What happened after this, and how long it lasted, they never knew. For, hurried along with increasing momentum, but always mechanically clutching at the snow, and bounding from it as they swept on, they sometimes lost breath, and even consciousness. At times they were half suffocated in rolling masses of drift, and again free and skimming over its arrested surface, but always falling, as it seemed to them, almost perpendicularly. In one of these shocks they seemed to be going through a thicket of underbrush; but Provy Smith knew that they were the tops of pine-trees. At last there was one shock longer and lasting, followed by a deepening thunder below them. The avalanche had struck a ledge in the mountain side, and precipitated its lower part into the valley.
Then everything was still, until Provy heard Julian’s voice calling. He answered, but there was no response from Tribbs. Had he gone over into the valley? They set up a despairing shout! A voice—a smothered one—that might be his, came apparently from the snow beneath them. They shouted again; the voice, vague and hollow, responded, but it was now surely his.
“Where are you?” screamed Provy.
“Down the chimbley.”
There was a black square of adobe sticking out of the snow near them. They ran to it. There was a hole. They peered down, but could see nothing at first but a faint glimmer.
“Come down, fellows! It ain’t far!” said Tribbs’s voice.

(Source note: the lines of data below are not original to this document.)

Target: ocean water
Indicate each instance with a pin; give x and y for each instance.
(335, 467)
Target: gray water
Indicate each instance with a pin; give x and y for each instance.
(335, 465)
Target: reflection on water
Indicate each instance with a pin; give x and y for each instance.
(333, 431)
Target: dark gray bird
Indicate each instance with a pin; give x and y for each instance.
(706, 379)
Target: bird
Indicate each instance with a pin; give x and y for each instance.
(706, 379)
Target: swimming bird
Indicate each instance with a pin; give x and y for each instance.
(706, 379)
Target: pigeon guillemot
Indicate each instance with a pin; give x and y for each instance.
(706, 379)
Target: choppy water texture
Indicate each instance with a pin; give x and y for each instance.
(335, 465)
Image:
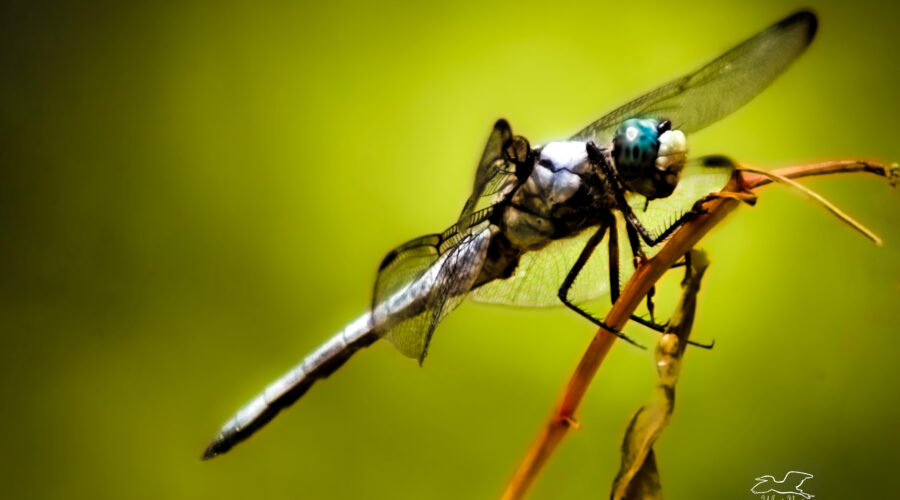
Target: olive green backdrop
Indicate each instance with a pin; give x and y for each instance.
(195, 195)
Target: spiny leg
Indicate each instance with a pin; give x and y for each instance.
(563, 293)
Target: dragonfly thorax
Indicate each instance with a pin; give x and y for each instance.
(649, 156)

“Wot yer got there?” asked Julian cautiously.
“Suthin’ to eat.”
That was enough. In another instant Julian and Provy went down the chimney. What was a matter of fifteen feet after a thousand? Tribbs had already lit a candle by which they could see that they were in the cabin of some tunnel-man at work on the ridge. He had probably been in the tunnel when the avalanche fell, and escaped, though his cabin was buried. The three discoverers helped themselves to his larder. They laughed and ate as at a picnic, played cards, pretended it was a robber’s cave, and finally, wrapping themselves in the miner’s blankets, slept soundly, knowing where they were, and confident also that they could find the trail early the next morning. They did so, and without going to their homes came directly to school—having been absent about fifty hours. They were in high spirits, except for the thought of approaching punishment, never dreaming to evade it by anything miraculous in their adventures.
Such was briefly their story. Its truth was corroborated by the discovery of the bear’s carcass, by the testimony of the tunnel-man, who found his larder mysteriously ransacked in his buried cabin, and, above all, by the long white tongue that for many months hung from the ledge into the valley. Nobody thought the lanky Julian a hero,—least of all himself. Nobody suspected that Jackson Tribbs’s treatment of a “slide” had been gathered from experiments in his father’s “runs”—and he was glad they did not. The master’s pardon obtained, the three truants cared little for the opinion of Hemlock Hill. They knew themselves, that was enough.